Stephen Gill and Duncan Wu, in their introduction to William Wordsworth's Selected Poetry published by Oxford World's Classics, say that in Wordsworth's philosophical verse ...the universe is not mechanical and dead, but alive and vitally connected with the human mind; awakened consciousness leads to an awakened moral sense and must lead to communion with the divine.
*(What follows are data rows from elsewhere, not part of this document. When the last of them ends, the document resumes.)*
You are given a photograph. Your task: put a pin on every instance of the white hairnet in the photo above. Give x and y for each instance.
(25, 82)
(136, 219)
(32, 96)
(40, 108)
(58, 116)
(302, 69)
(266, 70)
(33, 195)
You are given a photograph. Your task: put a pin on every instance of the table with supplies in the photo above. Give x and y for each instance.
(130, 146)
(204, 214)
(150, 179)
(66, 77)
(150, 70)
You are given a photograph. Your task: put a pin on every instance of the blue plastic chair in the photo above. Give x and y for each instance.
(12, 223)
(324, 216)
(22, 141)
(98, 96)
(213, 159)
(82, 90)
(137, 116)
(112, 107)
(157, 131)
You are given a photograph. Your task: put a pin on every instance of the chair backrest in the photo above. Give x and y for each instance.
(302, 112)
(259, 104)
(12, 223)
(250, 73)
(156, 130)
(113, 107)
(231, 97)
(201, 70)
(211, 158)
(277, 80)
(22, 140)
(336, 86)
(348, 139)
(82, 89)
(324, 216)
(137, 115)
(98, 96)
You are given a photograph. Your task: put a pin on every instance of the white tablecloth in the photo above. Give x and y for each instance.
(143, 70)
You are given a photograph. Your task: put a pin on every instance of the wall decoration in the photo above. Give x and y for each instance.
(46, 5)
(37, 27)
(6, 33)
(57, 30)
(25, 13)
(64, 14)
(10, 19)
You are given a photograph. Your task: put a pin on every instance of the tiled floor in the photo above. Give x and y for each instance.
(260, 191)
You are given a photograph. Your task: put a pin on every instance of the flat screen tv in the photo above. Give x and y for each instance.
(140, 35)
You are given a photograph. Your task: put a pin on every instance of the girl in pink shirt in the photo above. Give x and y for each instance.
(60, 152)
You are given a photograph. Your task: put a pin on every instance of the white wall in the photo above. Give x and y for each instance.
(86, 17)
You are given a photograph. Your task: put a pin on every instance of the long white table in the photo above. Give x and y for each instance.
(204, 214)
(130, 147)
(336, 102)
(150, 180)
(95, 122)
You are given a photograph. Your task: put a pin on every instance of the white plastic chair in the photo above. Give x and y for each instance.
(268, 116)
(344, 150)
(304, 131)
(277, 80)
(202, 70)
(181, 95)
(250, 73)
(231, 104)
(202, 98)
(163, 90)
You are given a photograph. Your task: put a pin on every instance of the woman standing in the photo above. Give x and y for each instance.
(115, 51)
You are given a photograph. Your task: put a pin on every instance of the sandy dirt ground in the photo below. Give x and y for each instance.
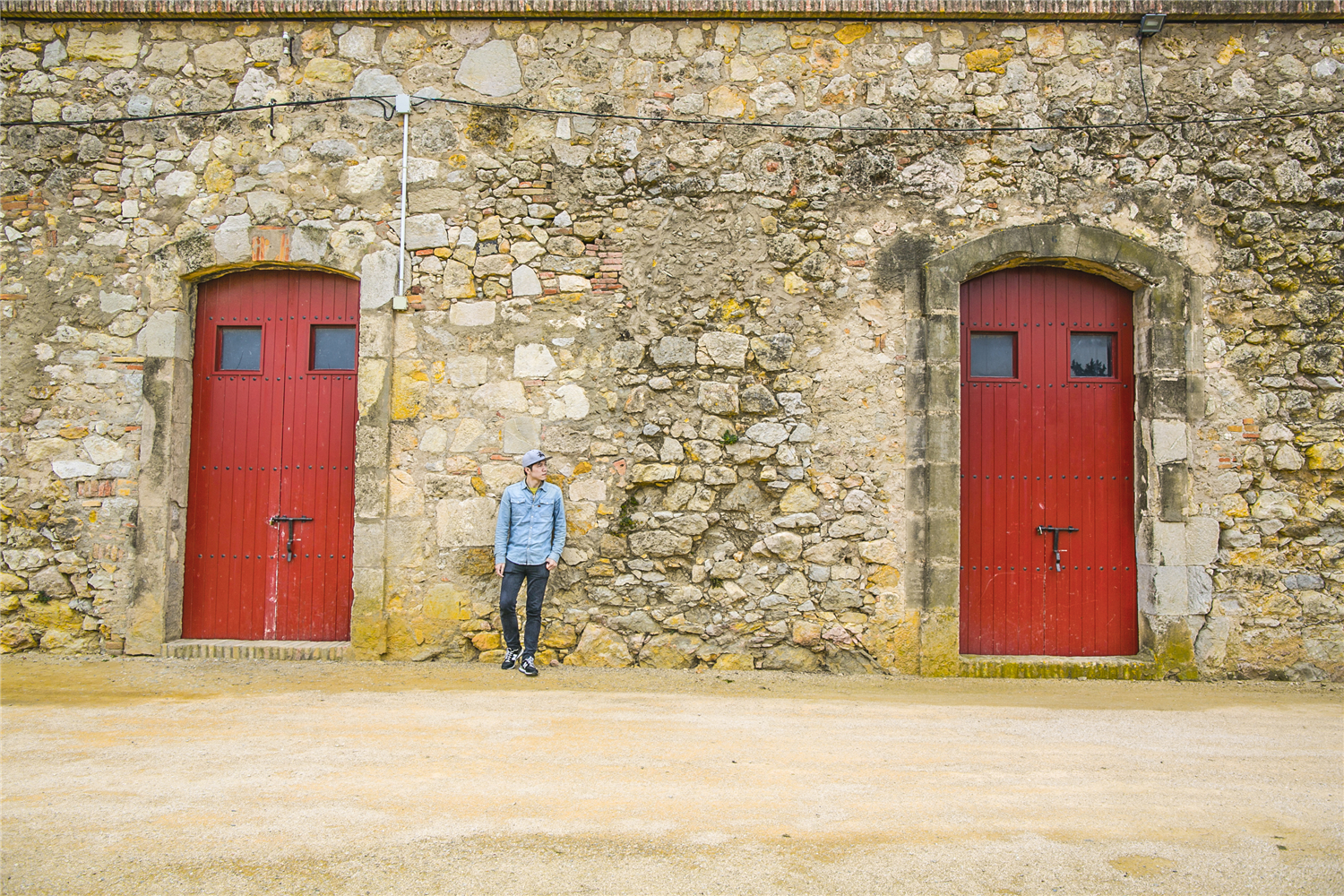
(246, 777)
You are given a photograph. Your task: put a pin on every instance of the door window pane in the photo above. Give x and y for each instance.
(994, 355)
(239, 349)
(1091, 354)
(333, 349)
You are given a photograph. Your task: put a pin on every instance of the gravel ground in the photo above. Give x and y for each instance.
(249, 777)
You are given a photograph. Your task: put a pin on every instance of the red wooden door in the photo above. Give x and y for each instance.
(1047, 409)
(271, 443)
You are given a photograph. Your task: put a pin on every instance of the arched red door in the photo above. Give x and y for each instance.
(1047, 409)
(271, 487)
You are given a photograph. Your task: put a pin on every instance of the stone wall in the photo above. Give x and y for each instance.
(717, 328)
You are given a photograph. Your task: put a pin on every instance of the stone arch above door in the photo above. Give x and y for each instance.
(169, 280)
(1168, 392)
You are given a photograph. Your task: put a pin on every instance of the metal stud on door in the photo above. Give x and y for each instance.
(273, 445)
(1047, 538)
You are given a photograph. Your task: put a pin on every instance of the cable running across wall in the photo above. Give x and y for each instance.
(386, 102)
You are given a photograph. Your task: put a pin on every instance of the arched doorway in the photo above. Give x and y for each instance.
(271, 478)
(1047, 465)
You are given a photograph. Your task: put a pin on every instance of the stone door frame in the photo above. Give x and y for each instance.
(169, 281)
(1168, 392)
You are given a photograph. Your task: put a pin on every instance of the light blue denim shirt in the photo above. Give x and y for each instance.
(530, 527)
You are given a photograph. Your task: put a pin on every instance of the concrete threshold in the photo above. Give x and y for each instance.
(230, 649)
(1140, 668)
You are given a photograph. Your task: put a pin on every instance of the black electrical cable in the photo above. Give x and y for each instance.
(389, 112)
(1142, 88)
(882, 128)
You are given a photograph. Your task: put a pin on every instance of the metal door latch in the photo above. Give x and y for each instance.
(1055, 530)
(292, 520)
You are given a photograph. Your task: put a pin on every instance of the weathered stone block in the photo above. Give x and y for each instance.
(491, 70)
(671, 651)
(653, 473)
(718, 398)
(790, 659)
(465, 522)
(659, 543)
(599, 646)
(722, 349)
(1169, 441)
(674, 351)
(787, 546)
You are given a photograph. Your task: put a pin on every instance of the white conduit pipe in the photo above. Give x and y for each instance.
(403, 105)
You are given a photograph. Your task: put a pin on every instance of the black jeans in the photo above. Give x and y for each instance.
(537, 575)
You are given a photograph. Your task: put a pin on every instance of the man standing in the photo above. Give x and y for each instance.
(529, 538)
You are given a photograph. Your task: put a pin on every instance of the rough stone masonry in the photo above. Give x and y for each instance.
(725, 333)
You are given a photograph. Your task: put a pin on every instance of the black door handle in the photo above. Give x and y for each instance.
(292, 520)
(1055, 530)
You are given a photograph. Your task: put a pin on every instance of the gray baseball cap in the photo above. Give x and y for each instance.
(534, 457)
In the profoundest sense, love of nature leads to love of Man and awareness of God.
This comes from the famous Ode: Not in entire forgetfulness,/And not in utter nakedness,/But trailing clouds of glory do we come/From God, who is our home:/Heaven lies about us in our infancy!
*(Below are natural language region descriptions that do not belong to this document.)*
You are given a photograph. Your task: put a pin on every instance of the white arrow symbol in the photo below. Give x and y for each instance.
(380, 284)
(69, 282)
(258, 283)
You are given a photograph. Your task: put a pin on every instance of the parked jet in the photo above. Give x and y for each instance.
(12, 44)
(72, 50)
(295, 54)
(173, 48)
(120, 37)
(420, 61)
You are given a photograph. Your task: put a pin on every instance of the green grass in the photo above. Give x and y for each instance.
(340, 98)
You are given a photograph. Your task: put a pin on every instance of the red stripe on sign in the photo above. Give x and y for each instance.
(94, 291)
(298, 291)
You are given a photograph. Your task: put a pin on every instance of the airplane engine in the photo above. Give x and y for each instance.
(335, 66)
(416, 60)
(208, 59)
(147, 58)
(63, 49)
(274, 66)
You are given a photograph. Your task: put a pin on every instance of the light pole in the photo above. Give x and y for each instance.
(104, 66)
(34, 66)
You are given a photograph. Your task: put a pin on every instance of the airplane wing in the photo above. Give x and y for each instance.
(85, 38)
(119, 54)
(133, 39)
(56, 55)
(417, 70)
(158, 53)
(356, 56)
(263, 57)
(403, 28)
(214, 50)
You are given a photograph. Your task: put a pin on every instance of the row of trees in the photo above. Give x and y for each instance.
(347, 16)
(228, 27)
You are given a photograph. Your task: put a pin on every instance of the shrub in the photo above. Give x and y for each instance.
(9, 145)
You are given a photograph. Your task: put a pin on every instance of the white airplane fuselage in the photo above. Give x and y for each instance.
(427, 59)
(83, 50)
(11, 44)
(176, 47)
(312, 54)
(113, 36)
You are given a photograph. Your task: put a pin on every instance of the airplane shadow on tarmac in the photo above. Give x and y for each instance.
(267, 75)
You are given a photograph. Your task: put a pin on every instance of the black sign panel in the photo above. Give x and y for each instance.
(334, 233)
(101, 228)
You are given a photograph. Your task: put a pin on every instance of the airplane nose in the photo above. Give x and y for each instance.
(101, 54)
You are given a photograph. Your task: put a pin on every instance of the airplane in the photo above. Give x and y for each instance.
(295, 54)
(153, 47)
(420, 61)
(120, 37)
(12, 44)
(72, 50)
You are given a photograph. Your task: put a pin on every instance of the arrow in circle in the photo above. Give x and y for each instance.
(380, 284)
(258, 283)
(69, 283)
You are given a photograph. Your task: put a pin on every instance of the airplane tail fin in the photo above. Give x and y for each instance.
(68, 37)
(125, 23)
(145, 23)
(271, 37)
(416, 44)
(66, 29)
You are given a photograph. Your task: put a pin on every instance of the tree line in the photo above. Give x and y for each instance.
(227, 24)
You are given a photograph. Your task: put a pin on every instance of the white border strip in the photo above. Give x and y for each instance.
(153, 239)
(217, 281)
And, in conclusion, this is taken from the last section of Lines Written A Few Miles Above Tintern Abbey - addressed to Dorothy, Wordsworth's beloved sister and walking companion:
Therefore let the moon/Shine on thee in thy solitary walk;/And let the misty mountain winds be free/To blow against thee; and in after years,/When these wild ecstasies shall be matured/Into a sober pleasure, when thy mind/Shall be a mansion for all lovely forms,/Thy memory be as a dwelling-place/For all sweet sounds and harmonies; Oh! then,/If solitude, or fear, or pain, or grief,/Should be thy portion, with what healing thoughts/Of tender joy wilt thou remember me,/And these my exhortations!